The results showed that the distinction between linear and nonlinear ranges of the lift polar deteriorates at increasing Mach number. This is due to large areas of separated flow downstream from the shock on the wing occurring at high Mach numbers even at moderate incidences. The influence of Reynolds number at constant \(M_{\infty }\) is comparatively small, with downstream displacement of the shock observed at all conditions.

The onset of buffet was found to be very different at the Mach numbers of 0.84 and 0.90. The onset occurs at much lower incidences at high Mach numbers and is gradual in terms of \(c_{p,{\text {RMS}}}\) increase. In contrast, significant increase in pressure sensor unsteadiness at \(M_{\infty } = 0.84\) was detected, which takes places at similar angles of attack as the occurrence of nonlinearity in the lift polar. Analysis of trailing edge \(c_{\text{p}}\) divergence confirmed these general characteristics, with the divergence occurring at mid-wing and beginning at much lower angles of attack for high Mach numbers.

While the shock deforms at \(M_{\infty } = 0.84\) in a manner forming a localized bulge with extreme upstream displacement around \(\eta = 70\%\), the shock displacement is much more uniform at high Mach number. In fact, at high angles of attack approaching \(\alpha = {6}^{\circ }\) it reaches the inboard wing and causes fluctuation at the buffet frequency near the trailing edge.

Multiple distinct oscillation frequencies were detected which persist over wide ranges of inflow conditions, which can be ascribed to structural and wind tunnel effects.
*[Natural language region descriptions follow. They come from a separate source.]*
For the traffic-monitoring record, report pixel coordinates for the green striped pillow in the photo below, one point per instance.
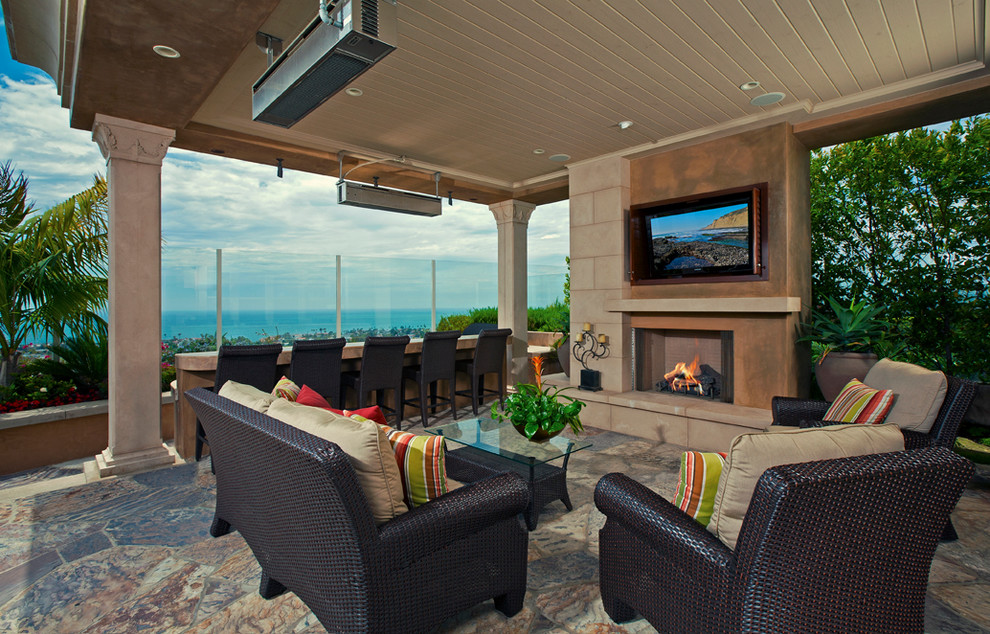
(698, 484)
(860, 403)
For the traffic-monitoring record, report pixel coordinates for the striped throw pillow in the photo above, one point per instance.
(860, 403)
(698, 484)
(286, 389)
(421, 463)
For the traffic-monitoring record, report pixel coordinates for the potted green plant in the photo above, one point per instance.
(845, 343)
(536, 412)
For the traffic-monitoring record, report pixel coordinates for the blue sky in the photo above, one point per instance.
(289, 227)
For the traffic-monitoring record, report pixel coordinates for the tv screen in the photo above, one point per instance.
(713, 235)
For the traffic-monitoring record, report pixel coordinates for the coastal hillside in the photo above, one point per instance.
(736, 218)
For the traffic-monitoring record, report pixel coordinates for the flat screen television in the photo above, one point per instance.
(712, 237)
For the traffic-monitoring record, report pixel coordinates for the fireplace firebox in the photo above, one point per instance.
(693, 363)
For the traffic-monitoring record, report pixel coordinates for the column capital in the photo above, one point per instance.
(130, 140)
(512, 211)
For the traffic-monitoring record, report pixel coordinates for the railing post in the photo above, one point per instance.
(338, 299)
(219, 298)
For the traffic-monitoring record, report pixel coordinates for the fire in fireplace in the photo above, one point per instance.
(692, 378)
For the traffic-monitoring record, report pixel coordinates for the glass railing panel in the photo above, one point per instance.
(278, 296)
(189, 294)
(462, 286)
(384, 297)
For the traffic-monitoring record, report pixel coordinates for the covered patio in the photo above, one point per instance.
(612, 106)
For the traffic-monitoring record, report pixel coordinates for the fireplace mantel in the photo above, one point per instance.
(707, 305)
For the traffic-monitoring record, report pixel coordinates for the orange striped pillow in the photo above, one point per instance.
(698, 484)
(422, 465)
(860, 403)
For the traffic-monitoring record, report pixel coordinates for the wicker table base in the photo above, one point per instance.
(546, 482)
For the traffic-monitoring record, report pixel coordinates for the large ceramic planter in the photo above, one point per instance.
(838, 368)
(541, 435)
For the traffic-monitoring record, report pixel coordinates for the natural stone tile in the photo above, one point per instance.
(579, 609)
(169, 604)
(971, 601)
(213, 550)
(567, 568)
(216, 595)
(484, 618)
(173, 527)
(75, 595)
(253, 614)
(241, 567)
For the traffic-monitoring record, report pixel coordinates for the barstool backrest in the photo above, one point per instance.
(316, 364)
(255, 365)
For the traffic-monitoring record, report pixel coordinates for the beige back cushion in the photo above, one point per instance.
(919, 393)
(752, 454)
(247, 395)
(365, 444)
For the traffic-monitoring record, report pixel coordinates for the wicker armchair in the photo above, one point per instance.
(296, 501)
(832, 546)
(959, 394)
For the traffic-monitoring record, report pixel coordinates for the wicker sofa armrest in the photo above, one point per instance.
(791, 411)
(453, 516)
(661, 524)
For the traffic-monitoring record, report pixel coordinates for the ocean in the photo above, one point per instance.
(255, 324)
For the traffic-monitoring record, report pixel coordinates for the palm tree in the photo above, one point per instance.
(53, 266)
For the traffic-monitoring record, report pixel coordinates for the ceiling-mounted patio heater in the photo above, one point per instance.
(337, 46)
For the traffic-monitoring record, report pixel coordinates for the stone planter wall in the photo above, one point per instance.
(50, 435)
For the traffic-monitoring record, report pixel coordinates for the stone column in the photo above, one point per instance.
(512, 218)
(599, 197)
(134, 153)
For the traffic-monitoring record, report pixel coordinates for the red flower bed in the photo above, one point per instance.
(74, 396)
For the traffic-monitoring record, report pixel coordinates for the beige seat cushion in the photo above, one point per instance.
(247, 395)
(752, 454)
(919, 393)
(365, 444)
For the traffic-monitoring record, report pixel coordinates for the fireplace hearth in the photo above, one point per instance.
(688, 363)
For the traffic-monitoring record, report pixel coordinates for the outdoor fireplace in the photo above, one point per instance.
(692, 363)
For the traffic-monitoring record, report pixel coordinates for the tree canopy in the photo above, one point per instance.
(53, 265)
(903, 220)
Aerodynamic oscillations associated with shock buffet motion were detected in the Strouhal number range between 0.2 and 0.8, which includes higher frequencies than the typically described range between 0.2 and 0.6. The chordwise and spanwise variation of buffet frequency is consistent with recent publication, with little detectable chordwise frequency shift. The present work focused on the unsteady pressure transducer data, with a more thorough modal analysis of the unsteady PSP dataset planned in the future.

Analysis of unsteady \(c_{\text{p}}\) data from PSP and the unsteady pressure transducers provided a means to compute the spanwise propagation velocity \(u_s\) of the shock undulation in moderate buffet conditions. The resulting values of \({{u}_{\text{s}}}/ u_{\infty } \approx 0.3.. 0.32\) for \(M_{\infty } = 0.84\) and \({{u}_{\text{s}}}/ u_{\infty } \approx 0.24.. 0.28\) for \(M_{\infty } = 0.90\) at the typical buffet frequencies are in line with the survey provided by Paladini et al. (2019) and with the analysis by Masini et al. (2020). This confirms the universal nature of the phenomenon. A low-frequency motion around \({\text {Sr}} = 0.1\) and below showed little phase shift, indicating bulk chordwise motion of the shock.

The present study showed that the buffet frequency behavior described in the context of similar configurations by Paladini et al. (2019) and other authors remains consistent up to high and flight-like Reynolds numbers of \(25 \times 10^6\). A frequency shift due to Reynolds number was observed at mid-wind unsteady pressure sensors, which was more pronounced at low Mach number. This is consistent with the significant \({\text{Re}}_{\infty }\)-induced displacement of the shock, which is similarly more pronounced at lower Mach.